Landowners in CAUV lawsuit want to keep case in Ashtabula

gavel and scales of justice
(Farm and Dairy file photo)

ASHTABULA, Ohio — A group of landowners and their legal counsel will ask a common pleas judge not to dismiss their case against Ohio’s tax commissioner and governor, during a hearing Jan. 15 in Ashtabula County.

Landowner Bruce Vance, of Jefferson, Ohio, and two other plaintiffs filed a lawsuit against Tax Commissioner Joseph Testa, and Ohio Gov. John Kasich, in June 2015, over concerns that Current Agricultural Use Values were miscalculated, and cost landowners billions of dollars.

Issue in question

The basic argument is that the state-determined CAUV values are based on crop commodities — like corn, soybeans and wheat — and neglect to take into consideration acres that grow other crops — such as grapes, woodlands or pastureland, or are not suited to grow crops.

At least a half-dozen additional plaintiffs have joined the case, some who have seen two- and three-fold increases in their CAUV taxes. The group is hoping for more plaintiffs as they seek class action status.

The CAUV program was established in 1975 as a means of taxing farmland on its agricultural use value and not its full market value. The calculation drew scrutiny following an update in 2014, that resulted in a 200-300 percent increase for some landowners.

Implementing the law

Kevin Roberts, attorney for the landowners, said the group is not arguing to change Ohio’s CAUV rule — only how it is implemented.

“The rule is fine,” Roberts said. “The tax commissioner is failing to abide by the strict mandates of the rule.”

Roberts said the state basically used the recent rise in commodity prices as an excuse for changing other parts.

Kate Hanson, public information officer for the Ohio Attorney General, said she couldn’t comment on the case because it’s active litigation.

Want it dismissed

But court documents show the state has asked for the case to be dismissed.

“Under well-settled law, the state is immune from suit, unless the General Assembly has expressly waived the state’s immunity by statute,” according to the state’s motion to dismiss.

Attorneys for the state also argue that a court of common pleas, which is where this case has been filed, cannot suspend or stay an order of the tax commissioner, because of the state’s sovereignty over such matters.

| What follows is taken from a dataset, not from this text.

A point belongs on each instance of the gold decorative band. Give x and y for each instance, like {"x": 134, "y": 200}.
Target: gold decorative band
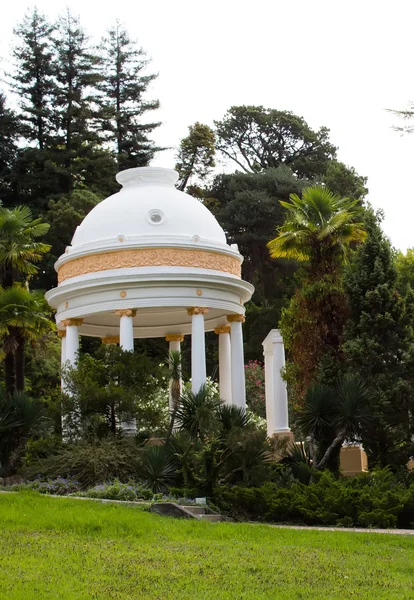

If the case is not dismissed, state attorneys ask that it at least be transferred to Franklin County, where state offices are located, and where the alleged miscalculations were made.

Roberts said the state wants “home territory” to decide the case. He would rather see it decided in farm country — where the farmers live and are being affected.

Amended complaint

The landowners are also hoping the court will grant them a second amended complaint, which would drop the governor as a defendant, drop the injunction, and presumably make the case more likely to stay in county court.

Co-attorney Ben Calkins said the plaintiffs have also decided to focus on “equitable relief” for damages. If they were seeking “legal relief,” the case would be more likely to end up in a Columbus court.

Other efforts

Other efforts are also underway to change CAUV.

A different group of landowners has filed an administrative appeal asking the Ohio Board of Tax Appeals to rule that the tax department did not allow sufficient deductions for woodland values, and to require the higher deductions to be used in the future.

Separately, the Ohio Farm Bureau Federation has worked with landowners and state officials through a third approach — to negotiate and amend the CAUV calculation so that it’s more closely tied to farm values.

The Farm Bureau’s effort resulted in an initial round of acceptance by the tax commissioner, and the introduction of new legislation late in 2015, calling for additional amendments.

Farm Bureau is not involved with either legal action, and noted that both cases have uncertain outcomes that could take years to resolve.